Rubio has long history of blocking immigration enforcement
CHARLES C. JOHNSON
Contributor
5:06 PM 05/24/2013


Sen. Marco Rubio blocked numerous immigration-enforcement bills when he served as speaker in the Florida House of Representatives from 2007 to 2009.

“Rubio blocked any efforts to deal with the problems of illegal immigration on the local or state level,” one former politician from South Florida, who has known Rubio since his city councilman days in West Miami, told The Daily Caller.

“He said it was because we had bigger things to deal with on the state level. Maybe that’s true. But he didn’t even let bills to the floor when they sailed through committees,” the politician, who declined to speak on the record, added.

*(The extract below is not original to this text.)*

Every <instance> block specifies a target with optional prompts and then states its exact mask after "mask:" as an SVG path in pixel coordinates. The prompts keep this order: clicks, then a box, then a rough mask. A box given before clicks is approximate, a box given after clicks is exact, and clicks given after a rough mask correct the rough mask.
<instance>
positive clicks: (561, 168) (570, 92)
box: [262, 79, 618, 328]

Rubio’s record is relevant now because he’s presented himself as a moderate backer for the Democratic-led “Gang of Eight” immigration bill. Proponents of the bill argue that its extensive loosening of immigration laws (including a “pathway to citizenship” that Rubio in 2010 described as “basically code for amnesty”) will be balanced by tougher enforcement.

But the record shows that Rubio used his power in Florida to block popular immigration-enforcement bills prior to his election-trail conversion into an immigration-hawk
.

In the 2010 race, he criticized one of his opponents, Gov. Charlie Crist, for backing the amnesty proposal developed by Sen. John McCain and Ted Kennedy in 2006 and 2007.

“He would have voted for the McCain plan,” Rubio said. “I think that plan is wrong, and the reason I think it’s wrong is that if you grant amnesty … you will destroy any chance we will ever have of having a legal immigration system that works here in America,’ he said.

In 2007 and 2008, Rubio repeatedly kept tough reform bills from getting passed, despite a wave of public support for reforms.

Numerous enforcement proposals – ranging from bills requiring employers to check the status of workers to others mandating increased cooperation between local law enforcement and federal immigration agencies – were blocked by Rubio even though they cleared bipartisan committees.

The bills in Florida’s Legislature would have penalized farmers and government contractors caught hiring undocumented workers; placed stricter regulations on public benefits; and required local police to notify federal authorities after arresting illegal immigrants.